By analyzing existing cross correlation between Goldman Sachs Government and Fidelity Sai Emerging, you can compare the effects of market volatilities on Goldman Sachs and Fidelity Sai and check how they will diversify away market risk if combined in the same portfolio for a given time horizon. You can also utilize pair trading strategies of matching a long position in Goldman Sachs with a short position of Fidelity Sai. Check out your portfolio center. Please also check ongoing floating volatility patterns of Goldman Sachs and Fidelity Sai.

Diversification Opportunities for Goldman Sachs and Fidelity Sai

0.42
  Correlation Coefficient

Very weak diversification

The 3 months correlation between GOLDMAN and Fidelity is 0.42. Overlapping area represents the amount of risk that can be diversified away by holding Goldman Sachs Government and Fidelity Sai Emerging in the same portfolio, assuming nothing else is changed. The correlation between historical prices or returns on Fidelity Sai Emerging and Goldman Sachs is a relative statistical measure of the degree to which these equity instruments tend to move together. The correlation coefficient measures the extent to which returns on Goldman Sachs Government are associated (or correlated) with Fidelity Sai. Values of the correlation coefficient range from -1 to +1, where. The correlation of zero (0) is possible when the price movement of Fidelity Sai Emerging has no effect on the direction of Goldman Sachs i.e., Goldman Sachs and Fidelity Sai go up and down completely randomly.

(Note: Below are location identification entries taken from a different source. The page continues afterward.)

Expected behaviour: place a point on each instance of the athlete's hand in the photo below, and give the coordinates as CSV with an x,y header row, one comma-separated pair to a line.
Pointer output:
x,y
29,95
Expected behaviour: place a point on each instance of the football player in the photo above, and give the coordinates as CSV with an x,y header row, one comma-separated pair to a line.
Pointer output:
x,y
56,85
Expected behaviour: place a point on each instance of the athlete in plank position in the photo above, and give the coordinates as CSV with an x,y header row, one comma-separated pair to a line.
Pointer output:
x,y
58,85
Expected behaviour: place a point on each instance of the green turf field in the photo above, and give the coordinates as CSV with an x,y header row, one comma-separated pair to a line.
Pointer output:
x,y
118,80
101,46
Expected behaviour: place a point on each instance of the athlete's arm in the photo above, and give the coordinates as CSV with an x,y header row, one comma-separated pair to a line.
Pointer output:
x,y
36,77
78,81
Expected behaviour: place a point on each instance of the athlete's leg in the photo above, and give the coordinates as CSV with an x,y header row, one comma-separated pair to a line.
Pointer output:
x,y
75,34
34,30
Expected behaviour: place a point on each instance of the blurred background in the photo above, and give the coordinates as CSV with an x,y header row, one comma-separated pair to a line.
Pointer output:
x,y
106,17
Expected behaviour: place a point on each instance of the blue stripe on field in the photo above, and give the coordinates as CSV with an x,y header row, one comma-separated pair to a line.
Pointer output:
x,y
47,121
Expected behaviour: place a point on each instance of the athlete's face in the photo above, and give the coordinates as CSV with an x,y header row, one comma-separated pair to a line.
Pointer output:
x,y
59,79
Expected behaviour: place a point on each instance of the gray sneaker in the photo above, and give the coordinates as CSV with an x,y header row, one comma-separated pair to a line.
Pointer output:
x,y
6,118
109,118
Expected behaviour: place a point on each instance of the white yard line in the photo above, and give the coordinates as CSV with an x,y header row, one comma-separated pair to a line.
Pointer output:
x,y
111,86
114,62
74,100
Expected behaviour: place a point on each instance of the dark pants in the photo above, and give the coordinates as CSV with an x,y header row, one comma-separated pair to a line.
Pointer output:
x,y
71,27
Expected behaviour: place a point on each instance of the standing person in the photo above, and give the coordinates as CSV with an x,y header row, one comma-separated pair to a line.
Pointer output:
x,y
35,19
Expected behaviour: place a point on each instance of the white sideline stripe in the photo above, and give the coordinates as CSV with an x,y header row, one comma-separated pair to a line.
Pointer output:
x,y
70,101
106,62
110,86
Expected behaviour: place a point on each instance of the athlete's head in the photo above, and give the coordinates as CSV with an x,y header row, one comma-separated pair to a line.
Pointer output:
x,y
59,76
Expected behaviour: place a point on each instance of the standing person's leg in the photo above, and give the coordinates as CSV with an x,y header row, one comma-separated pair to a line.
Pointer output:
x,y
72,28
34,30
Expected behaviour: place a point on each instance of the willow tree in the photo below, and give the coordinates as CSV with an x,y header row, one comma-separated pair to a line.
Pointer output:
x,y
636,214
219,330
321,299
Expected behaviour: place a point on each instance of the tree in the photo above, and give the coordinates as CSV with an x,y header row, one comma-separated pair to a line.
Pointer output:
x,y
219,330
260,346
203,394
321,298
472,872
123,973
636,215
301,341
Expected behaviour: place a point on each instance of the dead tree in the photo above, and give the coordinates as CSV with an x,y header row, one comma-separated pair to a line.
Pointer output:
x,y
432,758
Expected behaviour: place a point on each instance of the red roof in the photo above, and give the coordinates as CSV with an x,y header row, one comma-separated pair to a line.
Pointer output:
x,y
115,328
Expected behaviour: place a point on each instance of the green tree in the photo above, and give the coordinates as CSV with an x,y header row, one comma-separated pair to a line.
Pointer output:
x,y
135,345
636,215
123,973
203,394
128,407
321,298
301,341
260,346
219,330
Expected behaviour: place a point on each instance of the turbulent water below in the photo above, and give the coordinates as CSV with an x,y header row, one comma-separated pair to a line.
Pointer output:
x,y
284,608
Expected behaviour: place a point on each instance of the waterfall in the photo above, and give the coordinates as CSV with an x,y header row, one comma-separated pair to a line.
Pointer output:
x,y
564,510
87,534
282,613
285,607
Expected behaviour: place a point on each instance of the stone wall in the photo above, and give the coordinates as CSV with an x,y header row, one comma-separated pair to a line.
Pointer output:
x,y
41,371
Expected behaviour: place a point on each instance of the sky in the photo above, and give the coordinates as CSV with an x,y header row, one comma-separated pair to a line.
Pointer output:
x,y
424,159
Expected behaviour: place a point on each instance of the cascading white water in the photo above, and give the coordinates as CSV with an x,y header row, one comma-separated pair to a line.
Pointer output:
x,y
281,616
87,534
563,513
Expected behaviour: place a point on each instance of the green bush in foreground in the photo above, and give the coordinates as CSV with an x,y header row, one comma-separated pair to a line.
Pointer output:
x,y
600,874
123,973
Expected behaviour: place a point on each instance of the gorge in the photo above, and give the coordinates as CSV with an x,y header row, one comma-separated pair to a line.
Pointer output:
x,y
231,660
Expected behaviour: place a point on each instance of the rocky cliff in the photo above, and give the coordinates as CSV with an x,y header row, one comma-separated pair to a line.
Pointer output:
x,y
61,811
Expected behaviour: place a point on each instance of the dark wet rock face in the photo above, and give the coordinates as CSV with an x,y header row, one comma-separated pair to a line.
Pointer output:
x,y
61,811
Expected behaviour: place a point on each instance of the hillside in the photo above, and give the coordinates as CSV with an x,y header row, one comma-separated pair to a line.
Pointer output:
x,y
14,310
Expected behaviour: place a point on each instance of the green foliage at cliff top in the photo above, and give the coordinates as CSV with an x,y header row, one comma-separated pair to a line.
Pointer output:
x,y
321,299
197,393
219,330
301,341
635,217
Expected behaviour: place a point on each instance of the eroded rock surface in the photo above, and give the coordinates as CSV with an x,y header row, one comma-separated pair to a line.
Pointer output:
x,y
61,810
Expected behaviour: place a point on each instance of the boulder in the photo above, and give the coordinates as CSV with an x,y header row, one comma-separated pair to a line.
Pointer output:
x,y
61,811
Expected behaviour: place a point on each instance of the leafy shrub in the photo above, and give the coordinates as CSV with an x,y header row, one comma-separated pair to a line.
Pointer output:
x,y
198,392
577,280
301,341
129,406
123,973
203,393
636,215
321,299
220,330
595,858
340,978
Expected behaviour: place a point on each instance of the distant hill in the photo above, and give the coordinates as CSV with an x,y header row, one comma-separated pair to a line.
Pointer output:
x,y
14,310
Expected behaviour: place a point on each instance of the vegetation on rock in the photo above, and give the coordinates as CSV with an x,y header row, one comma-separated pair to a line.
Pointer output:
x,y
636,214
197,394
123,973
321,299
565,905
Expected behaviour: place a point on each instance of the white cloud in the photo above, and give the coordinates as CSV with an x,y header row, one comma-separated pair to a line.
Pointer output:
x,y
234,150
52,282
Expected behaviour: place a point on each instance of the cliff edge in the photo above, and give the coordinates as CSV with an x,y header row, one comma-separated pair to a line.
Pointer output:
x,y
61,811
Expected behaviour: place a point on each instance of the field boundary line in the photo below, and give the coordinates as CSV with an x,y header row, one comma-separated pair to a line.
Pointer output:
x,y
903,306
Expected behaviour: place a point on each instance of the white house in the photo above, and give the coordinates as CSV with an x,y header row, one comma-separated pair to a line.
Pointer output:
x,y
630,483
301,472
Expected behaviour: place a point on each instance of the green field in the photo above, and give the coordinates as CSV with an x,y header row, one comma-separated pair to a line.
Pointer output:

Pair Corralation between Goldman Sachs and Fidelity Sai

Assuming the 90 days horizon Goldman Sachs Government is expected to generate 0.66 times more return on investment than Fidelity Sai. However, Goldman Sachs Government is 1.51 times less risky than Fidelity Sai. It trades about 0.08 of its potential returns per unit of risk. Fidelity Sai Emerging is currently generating about -0.13 per unit of risk. If you would invest  1,288  in Goldman Sachs Government on August 31, 2024 and sell it today you would earn a total of  8.00  from holding Goldman Sachs Government or generate 0.62% return on investment over 90 days.
Time Period3 Months [change]
DirectionMoves Together 
StrengthWeak
Accuracy100.0%
ValuesDaily Returns

Goldman Sachs Government  vs.  Fidelity Sai Emerging

 Performance 
       Timeline  
Goldman Sachs Government 

Risk-Adjusted Performance

0 of 100

 
Weak
 
Strong
Very Weak
Over the last 90 days Goldman Sachs Government has generated negative risk-adjusted returns adding no value to fund investors. In spite of fairly strong basic indicators, Goldman Sachs is not utilizing all of its potentials. The current stock price disturbance, may contribute to short-term losses for the investors.
Fidelity Sai Emerging 

Risk-Adjusted Performance

0 of 100

 
Weak
 
Strong
Very Weak
Over the last 90 days Fidelity Sai Emerging has generated negative risk-adjusted returns adding no value to fund investors. In spite of fairly strong basic indicators, Fidelity Sai is not utilizing all of its potentials. The current stock price disturbance, may contribute to short-term losses for the investors.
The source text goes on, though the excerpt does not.